- Born: Constantinople, Ottoman Empire
- Died: after 1627 Constantinople, Ottoman Empire
- Spouse: ; Osman II ​ ​(m. 1622; died 1622)​ ; Ganizade Nadiri Efendi ​ ​(m. 1627)​
- Turkish: Rukiye Akile Hatun Ottoman Turkish: عقیلہ خاتون
- House: Ottoman (by marriage)
- Father: Hocazade Esad Efendi
- Mother: Daughter of Bostanzade Mehmed Efendi
- Religion: Sunni Islam

= Akile Hatun =

Wife of Ottoman Sultan Osman II

Rukiye Akile Hatun (/tr/; عقیله خاتون and 'intelligence'; died after 1627), called also Akile Hanım, was the second legal wife of Sultan Osman II of the Ottoman Empire.

==Family==
Akile Hatun was the daughter of Şeyhülislam Hocazade Esad Efendi (1570 – 1625), member of one of the most venerated ulema lineages in Ottoman history. Her mother was the daughter of Bostanzâde Mehmed Efendi (died 1598), who had served as the chief mufti under Sultan Murad III, and his son Sultan Mehmed III. She had three brothers named Ebusaid Mehmed Efendi (1593-94 – 1662), who also served as a Şeyhülislam, Arif Mehmed Efendi (died 1622), and Ebussuud Efendi (died 1682). She was the granddaughter of esteemed Hoca Sadeddin Efendi (1536-37 – 1599), royal tutor, müfti, historian and founder of a veritable dynasty of prominent religious officials (two of his five sons and three of his grandsons held the post of müfti, while two of his others sons held the post of chief justice).

==Marriage==
From the time the Ottomans endeavored to transform themselves from an outstanding family of ghazis, whose status vis-à-vis other prominent ghazi families was that of primus inter pares, into a ruling dynasty from which sovereignty emanated, one of the most fundamental notions that guided this ruling house was the prerequisite of avoiding consequential ties with the free aristocracy within the society. However, in 1622, Osman considered marrying Akile. At first, Esad Efendi refused the sultan's intention to marry his daughter, because such a marriage would constitute a serious break in the Ottoman dynastic tradition. The bailo Giustinian noted that Osman was considered to be capricious and immature in the eyes of his people and that he acted without first consulting his advisors. Moreover, according to the bailo, the marriage was seen as a new practice that could harm the well-being of the empire.

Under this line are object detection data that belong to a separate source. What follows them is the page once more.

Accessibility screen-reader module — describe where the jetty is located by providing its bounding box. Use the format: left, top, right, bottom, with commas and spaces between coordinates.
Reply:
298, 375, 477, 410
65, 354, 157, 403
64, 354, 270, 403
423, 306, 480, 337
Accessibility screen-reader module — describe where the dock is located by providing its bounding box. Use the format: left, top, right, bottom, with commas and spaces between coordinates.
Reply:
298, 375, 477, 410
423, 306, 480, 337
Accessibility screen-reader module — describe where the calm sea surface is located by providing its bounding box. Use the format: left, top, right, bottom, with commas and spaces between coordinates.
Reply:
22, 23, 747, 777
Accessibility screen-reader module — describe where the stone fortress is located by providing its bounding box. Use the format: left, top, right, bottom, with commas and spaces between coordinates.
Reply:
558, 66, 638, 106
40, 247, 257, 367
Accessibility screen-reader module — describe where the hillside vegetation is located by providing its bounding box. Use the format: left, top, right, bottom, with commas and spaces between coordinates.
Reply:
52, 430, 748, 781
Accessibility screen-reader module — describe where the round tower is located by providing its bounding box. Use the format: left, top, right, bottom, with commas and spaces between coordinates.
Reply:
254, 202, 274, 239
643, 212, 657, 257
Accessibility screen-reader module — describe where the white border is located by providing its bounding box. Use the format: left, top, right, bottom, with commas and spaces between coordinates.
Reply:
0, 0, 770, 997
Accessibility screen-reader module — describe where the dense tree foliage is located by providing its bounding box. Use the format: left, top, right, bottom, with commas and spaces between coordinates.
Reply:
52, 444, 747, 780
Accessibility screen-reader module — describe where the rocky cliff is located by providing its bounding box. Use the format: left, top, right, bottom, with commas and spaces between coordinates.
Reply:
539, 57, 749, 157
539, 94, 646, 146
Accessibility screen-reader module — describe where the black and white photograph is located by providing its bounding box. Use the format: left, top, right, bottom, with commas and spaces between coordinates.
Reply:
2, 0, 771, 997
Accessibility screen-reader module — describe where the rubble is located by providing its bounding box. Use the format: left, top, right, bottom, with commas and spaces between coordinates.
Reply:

Meanwhile, the government viziers were concerned in that the sultan's marriage
to the daughter of the mufti could disrupt the delicate balance of power in the imperial court for it would enable Esad Efendi to exert more influence over the sultan, thus emergence of an alternative focus of power among them. In the end, despite his initial refusal, Esad Efendi complied with the sultan's demand to marry his daughter. As the wedding dowry, Osman gave 600,000 gold coins to his new father-in-law. The marriage was celebrated in the Old Palace with fireworks on 19 March 1622, only a few months before Osman's death. Acting as the sultan's proxy in the marriage was the prominent Jelveti sheikh Üsküdari Mahmud, among whose followers figured Esad Efendi.

The Venetian bailo commented on the marriage by saying that Esad Efendi had accepted it simply to dissuade Osman from undertaking the Pilgrimage. Nevizade Atai, compiler of a seventeenth century ulema biography, described Esad Efendi as "a second Edebali" because he was honored by the tie of marriage to the dynasty and foremost among the ulema. By the marriage of Akile to Osman her father's relations with the sultan cooled, in part at least because of the marriage. Her marriage with Osman was a sharp break with the dynasty's tradition of avoiding legal alliances, especially with high born Muslim women and it contributed to the popular discontent that culminated in his deposition.

The sight of Akile, a free born Muslim of exceptional pedigree, passing through the Babüssaade and into the harem must have seemed an inconceivable nightmare to an Ottoman. However, privy purse accounts suggest that Akile never entered the harem of the imperial palace. Certainly this free born Muslim woman of great status would have been an anomaly in a household composed of slaves, and her presence disruptive of the harem's established hierarchies. An incident related by the Venetian ambassador Simon Contarini in his 1612 report suggests that the prospect of a free Muslim woman residing within the imperial harem may have been an important element in the unpopularity of the marriage.

After Osman's death in May 1622, she married Ganizade Nadiri Efendi in 1627, a famous Ottoman scholar, poet and calligrapher.

==In popular culture==
- In 2015 Turkish historical non-fiction TV series Muhteşem Yüzyıl: Kösem, Akile Hatun is portrayed by Turkish actress Bahar Selvi. In the series, she is called Akile Hanim and is the mother of Şehzade Mustafa and Zeynep Sultan. In the series, the twins born shortly before Osman's death and not six months after it.